British prompt wholesale gas prices rose on Aug. 8 morning due to a fall in imports from Norway and maintenance at an LNG terminal, while uncertainty over Russian supplies also kept Dutch prices at high levels.
The British day-ahead contract rose by 20 pence to 295.00p per therm by 9:50 GMT, while gas for immediate delivery was up by 22p to 305.00p per therm.
"Factors on the bullish side include a full-day capacity impact maintenance at the Dragon [LNG terminal] on the next two days...as well as the ongoing unplanned outage at Sleipner [in Norway]," said Refinitiv analysts.
The Dragon LNG terminal will undergo maintenance from today until Aug. 10, which will limit LNG send-out.
An unplanned outage at Norway's transportation hub Sleipner has also affected production and flows to the UK.
Norwegian gas pipeline nominations for the U.K. on Aug. 8 dropped by 9 MMcm/d to 71 MMcm compared with the previous day.
The U.K. system was under-supplied by around 3.3 MMcm, National Grid data showed.
Weak wind speeds also supported U.K. gas prices.
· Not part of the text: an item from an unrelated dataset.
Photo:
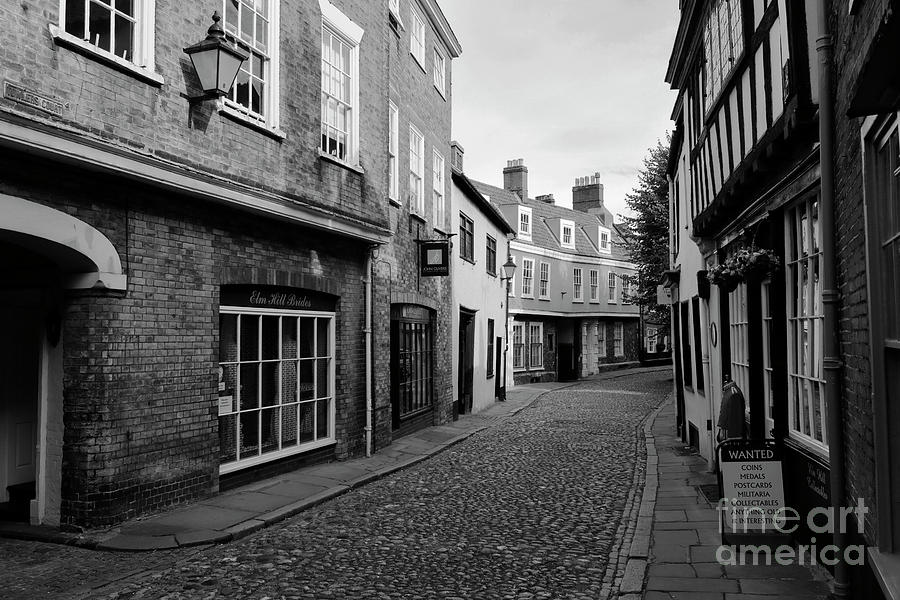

The U.K. peak wind generation forecast was at 2.7 gigawatts (GW) for Aug. 8, and was expected to rise to 4.6 GW on Aug. 9, compared with a total metered capacity of nearly 20 GW, Elexon data showed.
Temperatures in the U.K. and northwest Europe are expected to rise this week and stay above seasonal averages, increasing demand for gas from power generators.
In the Dutch market, the gas price for September delivery was up by 3.48 euros to 197.73 euros per MWh.
Eastbound gas flows via the Yamal-Europe pipeline to Poland from Germany increased on Aug. 8 after a brief drop, while physical flows through the Nord Stream 1 pipeline from Russia to Germany remained steady, operators' data showed.
Nord Stream 1 is running at just 20% capacity as a result of faulty or delayed equipment, Moscow has said.
Siemens Energy is in talks with the Russian state company over the transport of a turbine that is stuck in Germany following maintenance because of disagreements between Berlin and Moscow over documents needed to move it.
In the European carbon market, the benchmark contract edged up by 0.35 euro to 85.11 euros a tonne.